La anécdota impulsó la difusión, a través de la prensa de la época, de su arte, que sin embargo abandonaría en 1993 porque consideraba su mensaje agotado. "Dejó de pintar", apunta la restauradora, "porque su discurso no daba más de sí". Dos años después moriría de un cáncer de hígado.

Los responsables de la iniciativa se muestran preocupados por el estado del edificio que alberga el grafiti ("No ha pasado la última revisión y la próxima toca el año que viene"), así como por el de la propia obra ("Está levantada por los extremos"). Ante el hipotético derribo, han desempolvado un pretendido homenaje del Ayuntamiento, que no llegó a materializarse, en 1995: entonces se planteó que su firma se exhibiese en el Museo de la Ciudad. "Creemos que era el momento para presentar la petición y, como hay muchos intereses en la finca, hemos acudido directamente a una instancia superior, el Ministerio de Cultura".
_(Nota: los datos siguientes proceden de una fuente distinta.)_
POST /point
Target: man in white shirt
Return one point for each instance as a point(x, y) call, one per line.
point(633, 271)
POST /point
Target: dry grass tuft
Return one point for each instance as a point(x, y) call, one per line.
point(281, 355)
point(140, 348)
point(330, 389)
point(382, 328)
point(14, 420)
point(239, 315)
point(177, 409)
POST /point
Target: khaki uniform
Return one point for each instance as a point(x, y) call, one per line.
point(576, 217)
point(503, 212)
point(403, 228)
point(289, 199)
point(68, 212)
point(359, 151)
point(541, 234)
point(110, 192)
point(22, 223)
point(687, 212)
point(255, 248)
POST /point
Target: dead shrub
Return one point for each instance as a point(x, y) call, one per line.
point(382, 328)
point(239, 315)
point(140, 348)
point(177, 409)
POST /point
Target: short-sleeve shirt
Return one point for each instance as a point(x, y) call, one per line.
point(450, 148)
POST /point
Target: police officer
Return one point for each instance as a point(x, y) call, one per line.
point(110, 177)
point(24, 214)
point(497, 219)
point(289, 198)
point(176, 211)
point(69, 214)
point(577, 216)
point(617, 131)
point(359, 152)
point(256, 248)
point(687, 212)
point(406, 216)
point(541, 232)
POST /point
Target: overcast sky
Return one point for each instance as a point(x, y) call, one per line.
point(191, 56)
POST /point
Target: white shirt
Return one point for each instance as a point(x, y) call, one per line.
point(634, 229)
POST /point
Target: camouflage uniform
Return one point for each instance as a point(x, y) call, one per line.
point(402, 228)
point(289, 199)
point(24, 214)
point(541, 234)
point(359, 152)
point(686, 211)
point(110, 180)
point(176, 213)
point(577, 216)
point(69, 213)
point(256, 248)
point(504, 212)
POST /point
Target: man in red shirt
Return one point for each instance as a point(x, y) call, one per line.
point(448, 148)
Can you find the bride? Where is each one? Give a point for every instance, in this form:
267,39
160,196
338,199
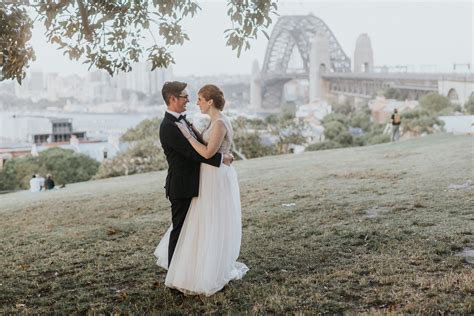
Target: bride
205,258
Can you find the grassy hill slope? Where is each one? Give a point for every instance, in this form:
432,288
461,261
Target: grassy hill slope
369,229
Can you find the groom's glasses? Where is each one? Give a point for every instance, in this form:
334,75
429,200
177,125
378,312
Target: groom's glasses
186,97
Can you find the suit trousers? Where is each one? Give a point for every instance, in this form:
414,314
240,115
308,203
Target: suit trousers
179,210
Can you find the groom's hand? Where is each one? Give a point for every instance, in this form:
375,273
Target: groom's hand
228,158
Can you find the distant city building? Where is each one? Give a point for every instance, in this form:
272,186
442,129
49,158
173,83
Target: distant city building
381,109
37,129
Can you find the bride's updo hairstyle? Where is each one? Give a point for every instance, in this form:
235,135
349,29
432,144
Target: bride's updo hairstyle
212,92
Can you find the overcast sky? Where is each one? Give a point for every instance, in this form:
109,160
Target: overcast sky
402,33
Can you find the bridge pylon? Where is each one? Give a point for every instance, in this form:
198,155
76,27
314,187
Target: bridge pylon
255,88
363,55
320,62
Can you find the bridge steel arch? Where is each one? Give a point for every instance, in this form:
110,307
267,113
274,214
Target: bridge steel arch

En caso de que no consigan que se convierta en un Bien de Interés Cultural, podrían al menos lograr que se protegiese, el objetivo primordial de los jóvenes "de aquella época y los de ahora". Juntos, añade la restauradora, "hemos hecho un puente y queremos que se reconozca a Muelle como el símbolo de Madrid, de una ciudad moderna que va hacia el futuro con el reconomiento del arte urbano". 

Debería estar ubicado, piensan, en un lugar público, donde todos puedan verlo. Una sala de exposiciones, el Metro, la propia calle. "Su familia quiere que esté en un museo de la ciudad, pero en el foro que hemos abierto en Facebook los fans no se ponen de acuerdo", reconoce Gayo. "Fernando Figueroa y yo creemos que tendría que seguir en su ubicación original porque, si se declara BIC, el edificio también estaría protegido. El ladrillo venciendo al spray... ¿una utopía? "No lo sé, eso es lo que dice la ley. Si fuese de Barceló, ¿qué harían?".